‘Our attitude is the key to discovering the world. Obviously, we have a certain attitude toward ourselves, a certain attitude in relating to others, and a certain attitude in dealing with our world at large. If we haven’t developed the right kind of attitude, it is impossible to connect with the world properly. Art involves relating with oneself and one’s phenomenal world gracefully. In this case, the word gracefully has the sense of nonaggression, gentleness, and upliftedness: that is, a basic attitude of cheerfulness. It is important in becoming artists to make sure that we do not pollute this world: moreover, as artists we can actually beautify the world.’ Trungpa Rinpoche True Perceptions 2008
Jaime Jackson is a collaborative biophilic (love of nature) studio based and relational artist. His practice uses drawing and painting as well as digital technologies including Machine Learning AI, Motion Capture, Augmented Reality and moving image (film). ‘My work responds to the climate and ecology crisis by exploring the idea that we are nature, and the gap and separation from the natural world that people experience today is a response to social conditioning.This feeling of separation is what has created the earth crisis and when we develop ways and tools of understanding our inter-connective selves we can become happier more resilient and grounded people.’
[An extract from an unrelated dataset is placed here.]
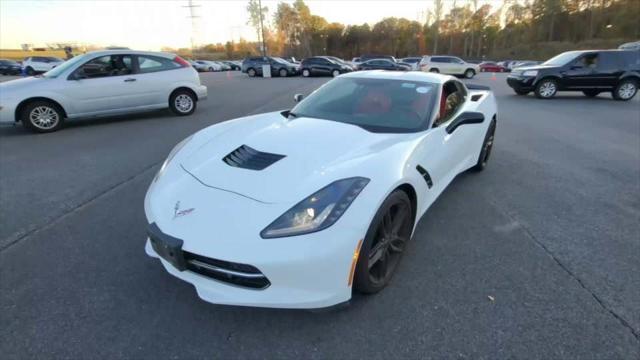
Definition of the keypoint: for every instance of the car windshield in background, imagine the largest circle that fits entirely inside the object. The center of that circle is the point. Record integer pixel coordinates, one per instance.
(562, 59)
(377, 105)
(56, 71)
‘Perhaps that’s what I feel, an outside and an inside and me in the middle, perhaps that’s what I am, the thing that divides the world in two, on the one side the outside, on the other the inside’. Samuel Beckett The Un-namable 1953
‘I use both traditional and digital art processes with nature to engage younger people and challenge the view that art is a separate and unique experience accessible to only a few, when in fact I believe we all creative people capable of imagining a better and more equitable world. By challenging the view that nature and digital are separate I hope to unpick the corresponding ideology that we are separate unrelated individuals.’
‘What if our indeterminate life form was not the shape of our bodies but rather the shape of our motions over time? Such indeterminacy expands our concept of human life, showing us how we are transformed by encounter’. Anna Lowen Haupt Tsing The mushroom at the End of the world.
Born in Oxford Jaime has a degree in Fine Art Painting from Coventry University and trained in Arts Management at Sussex University. Jaime has shown artwork at Latitude, Kingdom Project, Bloomsbury festival, Ikon Gallery, Sluice Berlin, The Nature of Cities Festival and Lisbon Art Week. His passion and understanding of nature comes from his experiences as a child presenter for BBC Radio Oxford’s Nature Trail, a weekly radio program recorded in nature locations across the South Midlands and South of England over 7 years.
He is an artist coordinator for Culture Declares Emergency and an associate artist of Climate Museum UK, he is a Bimringham member of the Biophilic City Network, Director of the visual art organisation Salt Road the WASH nature and climate centre in East Birmingham and the environmental charity New Leaf
Jaime collaborates with climate and ecology crisis scientists, including sociology, human and environmental geography, marine science, ethnobotany and eco-psychology. He develops collaborative art practices to communicate and interpret climate change science through the lens of biophilia (love of nature).
He engages vulnerable communities in digital environmental projects through relational practice and co-production, Jaime created digital and traditional interventions in this gap, to re-imagine or re‐connect these biophilic connections with nature via contemporary art using moving image installations and architectural projections.
Jaime was the lease holder and co-founded Phoenix Gallery and Studios in Brighton (1991) originally named Eye Level, which now provides studio spaces and workshops for over 100 artists and runs a visual art exhibition program. He was a public art officer and consultant across the public and private sectors.